If you're an engineering manager or hope to be one someday, take it from a CEO: managing well doesn't always make you popular. If it did, every weekend would be three days long, every company would be a democracy, and every cubicle a corner office.
Managers need to be decisive and capable of separating the popular decision from the right decision.
Never was this principle more vividly illustrated than in the seventh game of the Red Sox-Yankees showdown for the 2003 American League pennant, a subject still talked about in Boston. The Sox were struggling mightily to exorcise the Curse of the Bambino. Perennial Cy Young winner Pedro Martinez was on the mound for the Sox. He had thrown a good game—71/3 innings and just over 100 pitches, by most accounts his limit. Now Martinez was getting hit around. Grady Little, the team's now ex-manager, ambled out of the dugout to consult his ace. Red Sox Nation expected Little to pull Martinez. Instead, Little kept him in the game, probably because Martinez, as a true competitor, wanted to stay in.

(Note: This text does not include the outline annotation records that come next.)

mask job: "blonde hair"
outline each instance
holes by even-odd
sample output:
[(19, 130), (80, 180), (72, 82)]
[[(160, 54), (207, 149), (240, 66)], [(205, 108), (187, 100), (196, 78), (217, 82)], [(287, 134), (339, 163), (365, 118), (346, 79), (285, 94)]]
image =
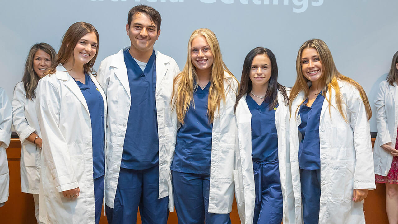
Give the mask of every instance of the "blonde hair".
[[(296, 61), (296, 70), (297, 72), (297, 79), (296, 83), (292, 88), (290, 92), (290, 110), (291, 112), (292, 102), (295, 98), (297, 97), (300, 92), (303, 91), (305, 95), (305, 98), (308, 97), (309, 89), (307, 83), (308, 81), (302, 73), (302, 67), (301, 65), (301, 54), (303, 50), (306, 48), (314, 48), (318, 52), (320, 60), (322, 64), (322, 76), (321, 77), (320, 82), (322, 86), (324, 86), (322, 90), (323, 94), (326, 96), (326, 92), (329, 93), (328, 99), (331, 99), (332, 89), (334, 90), (336, 92), (336, 104), (340, 114), (346, 122), (348, 122), (346, 116), (343, 112), (342, 104), (343, 99), (341, 93), (340, 92), (338, 80), (346, 82), (354, 86), (359, 92), (361, 98), (365, 105), (365, 109), (368, 120), (369, 120), (372, 116), (372, 110), (371, 109), (369, 101), (366, 96), (366, 94), (362, 86), (358, 83), (348, 77), (341, 75), (337, 70), (333, 61), (333, 57), (329, 47), (326, 43), (322, 40), (320, 39), (312, 39), (306, 41), (300, 47), (297, 54), (297, 59)], [(329, 103), (329, 111), (330, 113), (330, 107), (331, 102), (325, 97)], [(304, 100), (301, 102), (303, 103)], [(298, 108), (297, 108), (298, 109)], [(295, 112), (297, 112), (297, 110)]]
[(193, 39), (199, 36), (206, 39), (214, 58), (210, 74), (211, 84), (207, 104), (207, 116), (210, 123), (213, 122), (216, 110), (219, 110), (221, 100), (224, 102), (225, 100), (224, 72), (236, 80), (222, 61), (220, 45), (214, 33), (208, 29), (199, 29), (194, 31), (188, 43), (188, 57), (185, 66), (173, 80), (172, 108), (176, 109), (177, 119), (183, 124), (185, 115), (191, 102), (195, 107), (193, 91), (198, 88), (199, 82), (195, 67), (191, 59), (191, 46)]

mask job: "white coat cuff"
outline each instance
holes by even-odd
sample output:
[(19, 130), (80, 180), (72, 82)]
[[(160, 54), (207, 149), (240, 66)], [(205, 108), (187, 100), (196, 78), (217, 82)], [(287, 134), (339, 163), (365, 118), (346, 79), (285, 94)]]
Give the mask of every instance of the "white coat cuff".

You can imagine that the conversation went something like this:
Little: "How are you feeling?"
Martinez: "Fine, I can continue."
Little: "Then, go for it."
In fact, Martinez admitted that the conversation was very much similar to that. He said he never willingly gives up the ball.
Having appeased Pedro, Little retired to the dugout. Martinez—"running on the fumes of his fumes," in one writer's words—kept going. He gave up four straight hits that inning, three runs, the lead in the ballgame, and a chance at getting his team to the World Series. In the other dugout sat no-nonsense Yankee skipper and perennial World Series winner Joe Torre. He had yanked his ace, fiery Roger Clemens, several innings earlier in what could have been the final game of Clemens' spectacular career.
Guess which team won the pennant? The team with the decisive manager.
The lesson should be clear. Do what you have to do to advance your business, not your short-term approval ratings.
In engineering (as in baseball), this means daring to select the right people for the right job. Hiring is the most critical function a manager performs. Although an employee's personality is important, the nicest person isn't always the best performer, and the best performers often have flaws. Your most popular engineer may be the least productive. The best project leader may be the third-best engineer. A good manager dares to make any personnel decision that is good for the business.
Doing what's good for the business also means daring to enforce change.
For example, everyone may be comfortable with ten-year-old technology and resist upgrading to something that would make them more productive. But, if you the manager think change is right for the business, move employees out of their comfort zone and let them discover for themselves the value of up-dated technology. In other words, if it's good for the business, just do it.
But if being liked is paramount for you, remember that you can't be liked if you're not respected, and no one respects a person who tries too hard to be liked. What's more, every employee worth his or her salt would rather work for a winner than a pushover. Just ask Grady Little.